On August 14, 1991, the Immigration Judge (IJ) acted on the pending deportation charges against Ramsay, finding Ramsay de-portable as an alien who had entered the United States without inspection pursuant to § 241(a)(2)(B) of the Act, 8 U.S.C. § 1251(a)(2)(B). The IJ reasoned in part:

[Tjhere is no way on earth I would go beyond or over or through [the prior judgment of the district court] and gainsay any of the findings that were made by the judge in that case. And I think the judge clearly found that Dr. Ramsay was not inspected.

(A.R. 59). However, the IJ exercised its discretion by granting Ramsay a six-month voluntary departure, lasting until February 14, 1992. (A.R. 61).

On August 23, 1991, Ramsay filed his notice of appeal to the BIA. 5 (A.R. 42).

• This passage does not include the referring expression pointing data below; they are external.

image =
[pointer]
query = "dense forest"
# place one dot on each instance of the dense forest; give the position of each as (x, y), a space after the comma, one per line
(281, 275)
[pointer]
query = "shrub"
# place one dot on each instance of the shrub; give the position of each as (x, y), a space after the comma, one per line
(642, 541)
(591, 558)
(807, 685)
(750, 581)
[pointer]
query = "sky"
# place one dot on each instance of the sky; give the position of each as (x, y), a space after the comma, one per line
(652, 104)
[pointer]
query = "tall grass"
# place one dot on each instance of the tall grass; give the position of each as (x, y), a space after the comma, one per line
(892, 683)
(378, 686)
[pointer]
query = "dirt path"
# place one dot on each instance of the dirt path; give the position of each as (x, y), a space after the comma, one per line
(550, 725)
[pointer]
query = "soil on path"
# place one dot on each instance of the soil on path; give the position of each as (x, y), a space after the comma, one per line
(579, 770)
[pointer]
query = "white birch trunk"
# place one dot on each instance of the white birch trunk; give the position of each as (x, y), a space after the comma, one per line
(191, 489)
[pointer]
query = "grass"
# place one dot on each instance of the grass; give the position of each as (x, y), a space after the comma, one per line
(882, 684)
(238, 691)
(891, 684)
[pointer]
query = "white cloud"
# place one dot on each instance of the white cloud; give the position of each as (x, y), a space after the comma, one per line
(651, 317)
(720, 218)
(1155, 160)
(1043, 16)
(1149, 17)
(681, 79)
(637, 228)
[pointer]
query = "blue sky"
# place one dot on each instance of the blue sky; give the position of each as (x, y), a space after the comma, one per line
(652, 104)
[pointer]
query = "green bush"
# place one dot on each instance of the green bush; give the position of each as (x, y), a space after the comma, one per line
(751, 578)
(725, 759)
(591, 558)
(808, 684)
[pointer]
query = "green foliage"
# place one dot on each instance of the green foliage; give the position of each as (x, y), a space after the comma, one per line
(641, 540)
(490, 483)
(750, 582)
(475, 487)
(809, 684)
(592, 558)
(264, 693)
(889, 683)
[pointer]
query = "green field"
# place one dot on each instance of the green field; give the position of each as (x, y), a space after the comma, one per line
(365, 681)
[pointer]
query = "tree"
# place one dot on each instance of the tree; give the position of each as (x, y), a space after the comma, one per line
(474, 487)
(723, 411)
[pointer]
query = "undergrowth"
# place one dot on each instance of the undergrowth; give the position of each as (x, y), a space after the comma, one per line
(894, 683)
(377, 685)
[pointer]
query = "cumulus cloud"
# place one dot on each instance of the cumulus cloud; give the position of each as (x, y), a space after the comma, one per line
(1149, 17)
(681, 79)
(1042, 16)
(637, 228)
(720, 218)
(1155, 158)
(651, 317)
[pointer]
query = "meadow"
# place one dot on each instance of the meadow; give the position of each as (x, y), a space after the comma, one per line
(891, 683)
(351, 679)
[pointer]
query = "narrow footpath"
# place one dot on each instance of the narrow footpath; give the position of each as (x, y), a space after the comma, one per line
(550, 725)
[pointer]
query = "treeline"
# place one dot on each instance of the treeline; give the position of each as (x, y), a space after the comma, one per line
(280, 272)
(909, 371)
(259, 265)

On February 8, 1993, the BIA dismissed the appeals. (A.R. 2-8). The BIA concluded that Ramsay entered the United States without inspection, reasoning that Ramsay’s response to the Immigration Inspector was “tantamount to a claim of United States citi *210 zenship,” and, therefore, “had the effect of significantly frustrating or circumventing the inspection process to which he would have been subjected had he properly identified himself.” (A.R. 6).